2009-12-21

Dienstleisterkoller

Gehe ich neulich (letzten Dienstag) mal wieder nach langer Zeit zu einer Reinigung. Also chemische Reinigung. Eine Tischdecke und diverse Servietten warteten mit Rot- und Bratenflecken auf, wie von ihnen nicht anders zu erwarten nach einem ordentlichen Menü. Dachte ich bei bei mir, nimmste noch das Kostümchen mit, hat die Reinigung was zu tun und verdient an Dir. Das Kostüm ist in schwarz, Jacke und Rock wurden vorher von mir mit der Rolle katzenhaarbefreit. Weitestgehend. Ich finde Katzenhaar auf Kostüm ja auch nicht sooo toll.

Da ein allgemeines Reinigungssterben im Umfeld meiner Dockingstation herrscht, besuche ich die – schon vor Jahren unglaublich teure – Reinigung in Tempelhof. Fachbetrieb. Ich komme hinein in den Laden und rufe fröhlich „Einen schönen guten Tag, ich hätte was zu waschen für Sie!“ War schon zu viel des Guten, Frau ca. zehn Jahre älter als ich oder auch nicht, dann gleich alt aber von mindestens 20 Jahren Zigarettenkonsum auf älter getrimmt und mit brettharter Schwarztönung auf dem Haupthaar, mag mich offensichtlich nicht. Oder mag Kunden grundsätzlich nicht. Oder hasst ihren Job. Oder hatte einen Bad-Hairtönungs-Day, wat weiß ich!
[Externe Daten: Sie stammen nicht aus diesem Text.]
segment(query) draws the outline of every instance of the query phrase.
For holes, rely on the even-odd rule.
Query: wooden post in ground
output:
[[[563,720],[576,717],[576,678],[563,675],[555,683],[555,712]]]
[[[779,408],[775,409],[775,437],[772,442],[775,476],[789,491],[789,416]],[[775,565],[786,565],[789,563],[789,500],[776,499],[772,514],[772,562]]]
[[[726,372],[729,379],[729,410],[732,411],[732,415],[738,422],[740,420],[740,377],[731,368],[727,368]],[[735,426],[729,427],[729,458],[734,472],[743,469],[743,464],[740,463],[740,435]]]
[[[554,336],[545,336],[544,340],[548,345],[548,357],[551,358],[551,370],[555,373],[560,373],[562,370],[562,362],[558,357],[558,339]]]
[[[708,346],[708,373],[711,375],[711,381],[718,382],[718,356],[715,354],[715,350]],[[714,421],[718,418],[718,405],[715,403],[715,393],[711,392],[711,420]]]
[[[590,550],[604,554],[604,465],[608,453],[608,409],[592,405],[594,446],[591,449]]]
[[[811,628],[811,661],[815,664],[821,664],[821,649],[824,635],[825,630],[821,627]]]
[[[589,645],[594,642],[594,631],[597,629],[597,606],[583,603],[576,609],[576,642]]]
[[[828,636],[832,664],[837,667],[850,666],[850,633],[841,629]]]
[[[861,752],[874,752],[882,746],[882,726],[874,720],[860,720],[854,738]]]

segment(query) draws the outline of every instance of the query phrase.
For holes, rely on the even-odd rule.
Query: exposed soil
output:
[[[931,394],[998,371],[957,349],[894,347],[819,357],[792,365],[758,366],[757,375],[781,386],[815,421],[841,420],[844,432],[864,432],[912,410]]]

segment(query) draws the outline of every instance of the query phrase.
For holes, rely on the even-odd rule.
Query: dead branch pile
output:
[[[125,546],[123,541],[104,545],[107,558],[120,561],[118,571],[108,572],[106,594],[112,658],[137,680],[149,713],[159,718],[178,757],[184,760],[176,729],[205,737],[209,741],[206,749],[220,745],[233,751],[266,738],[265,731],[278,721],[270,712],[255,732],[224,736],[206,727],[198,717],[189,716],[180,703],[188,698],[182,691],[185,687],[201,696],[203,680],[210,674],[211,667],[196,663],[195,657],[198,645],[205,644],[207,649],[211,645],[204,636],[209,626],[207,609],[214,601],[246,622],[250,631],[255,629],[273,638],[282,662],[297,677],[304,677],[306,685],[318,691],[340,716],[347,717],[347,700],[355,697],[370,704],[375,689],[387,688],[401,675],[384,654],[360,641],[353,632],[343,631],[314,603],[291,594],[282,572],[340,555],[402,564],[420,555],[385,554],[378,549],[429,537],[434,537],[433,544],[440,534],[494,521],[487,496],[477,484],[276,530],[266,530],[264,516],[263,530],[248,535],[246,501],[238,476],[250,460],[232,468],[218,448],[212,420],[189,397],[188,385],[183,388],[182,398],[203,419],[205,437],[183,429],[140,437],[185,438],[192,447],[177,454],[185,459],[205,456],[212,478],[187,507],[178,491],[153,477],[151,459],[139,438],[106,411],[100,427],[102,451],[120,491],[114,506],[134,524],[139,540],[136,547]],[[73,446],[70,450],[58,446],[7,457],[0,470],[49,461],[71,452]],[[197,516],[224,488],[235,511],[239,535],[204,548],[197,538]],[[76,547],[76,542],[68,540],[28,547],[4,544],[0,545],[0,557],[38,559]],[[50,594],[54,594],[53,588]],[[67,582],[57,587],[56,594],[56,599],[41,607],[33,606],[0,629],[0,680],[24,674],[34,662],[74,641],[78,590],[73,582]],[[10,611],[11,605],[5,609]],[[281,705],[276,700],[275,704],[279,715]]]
Nun denn, ich will ja nicht ihre beste Freundin werden und packe daher unbekümmert die Wäsche aus und auf zwei Haufen, Kostümjacke und Rock hier, weiße Tischwäsche daneben. Mit übertrieben spitzen Händen packt sie die Jacke an, entdeckt mit einer Missbilligung offensichtlich zwei Katzenhaare und tut völlig entnervt. Ähnliches mit dem Rock. Dann knüllt sie alles zurück auf den Tresen und meint „Kostet 10,95 Euro und ist nächsten Mittwoch fertig. Wahrscheinlich.“ Ich gucke auf die Tischwäsche, wundere mich über die Preisnennung, weil ich nicht das Gefühl hatte, sie hätte den kompletten Auftrag überhaupt schon in Augenschein genommen. „Und was ist damit?“ „Geht extra.“ Aha, denke ich bei mir. Getrennte Kassen für die Wäsche. Logische Sache, verstehe ich nur nicht. Wahrscheinlich hat Mangelware einen anderen Mehrwertsteuersatz. Noch mal: wat weiß denn ich!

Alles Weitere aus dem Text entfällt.